One of the questions that seem to arise very often is: “Is there really space for any real UX in Agile teams?” and there is no easy answer on this one, unless the two teams in competition (Namely, the Usability Design teams and the Process, Technical & Development teams) are ready and able to co-operate, setting aside petty arguments and demonstrating a willingness to see, understand and embrace each other’s point of view. It really does take hard work, not unlike a marriage maybe. But my experience taught me that where this was possible, the results exceeded the expectations.
Because let’s face it, Agile Manifesto states it. “We are about The People” – Whose people is sometimes hard to understand, granted, but even Agile advocates are users. Surely they want the product to be a success – just like everyone else, and they undoubtedly are prepared to listen where others would want a written document to sign instead.
Agile is all about open communication between departments. Verbal communication rather than written, documented communication that takes ages to produce and no-one ever really looks at ever again, once the stakeholders’ signature is on it. Agile is about trust. The term SCRUM itself borrows from a Rugby practice where the players gather in rows and shoulder-to-shoulder contact, create a binding in order to push the opposition away and re-gain possession of the ball. I mean, how more bonding can it get? But frankly speaking, Agile is all and almost only about The Sofwtare. Which is where, in my view, frictions can occur. But all is not lost.
Simply put, there as many similarities as there are differences between Agile and UX, and more often than not, the problem is created by the people implementing them, but Agile and UX can definitely work together and very well at that.
For example: both disciplines are based on iterative processes; iterative design on one side, iterative coding on the other, but always iteration we are talking about. Additionally, both Agile and UX place a strong emphasis on early user involvement. One does it by conducting user research, the other does it by involving real users in scrums and eliciting requirements on the spot.
Research has been conducted on the subject – see Chamberlain, Sharp and Maiden, “Towards a Framework for Integrating Agile Development and User-Centred Design” (2006) – and a number of principles to follow in order to succeed were identified.
Without going all research-y on you, I will try to convince you of how some strengths from both worlds can be combined to achieve excellence.
For starters, the flexibility and ‘verbalism’ of an Agile advocate can indeed create a bridge and facilitate communication between HCI Practitioners and Software Engineers. Or ‘The Hippies and the Geeks’.
Introducing Usability Experts within a team of Agile Developers can create an immediate shift of focus from finding solutions to problems of technical nature, to finding technical solutions to problems of UX nature.

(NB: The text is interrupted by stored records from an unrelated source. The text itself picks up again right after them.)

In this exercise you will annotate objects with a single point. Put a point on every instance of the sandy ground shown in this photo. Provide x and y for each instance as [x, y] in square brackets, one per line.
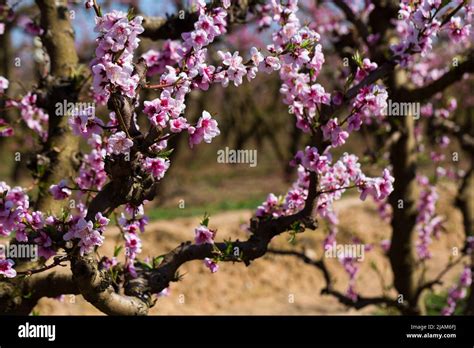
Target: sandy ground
[273, 284]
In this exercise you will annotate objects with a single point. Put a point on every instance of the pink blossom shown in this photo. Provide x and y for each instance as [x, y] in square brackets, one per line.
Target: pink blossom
[60, 191]
[179, 124]
[119, 143]
[6, 268]
[203, 235]
[87, 235]
[157, 166]
[213, 266]
[457, 31]
[133, 245]
[3, 84]
[206, 129]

Whereas the UX consultant may be more prone to understanding that certain features that seem so simple can at times be a lot trickier to implement than one would imagine, and often an alternative feature just as valid from a usability perspective, but a lot more simple to realise from a technical point of view can be found, by keeping the communication lines open, and in doing so, a lot of headache be spared.
On the other side, the Agile Project Manager must allow the time to gather real user feedback on the early working prototypes produced, and be willing to give serious consideration to the findings, even if at times this may signify a re-assessment of a sprint or even a release.
In the same way as there is an openness to refactor code to accommodate requirements coming from the Business stakeholders, real success can be achieved by being just as open to refactoring due to changes dictated by user feedback. This will save heaps in the long run, and a lot fewer heads will be on the chopping board when the product proves to be a success than when a products shipped by the deadline gathers dust or even worse, negative feedback.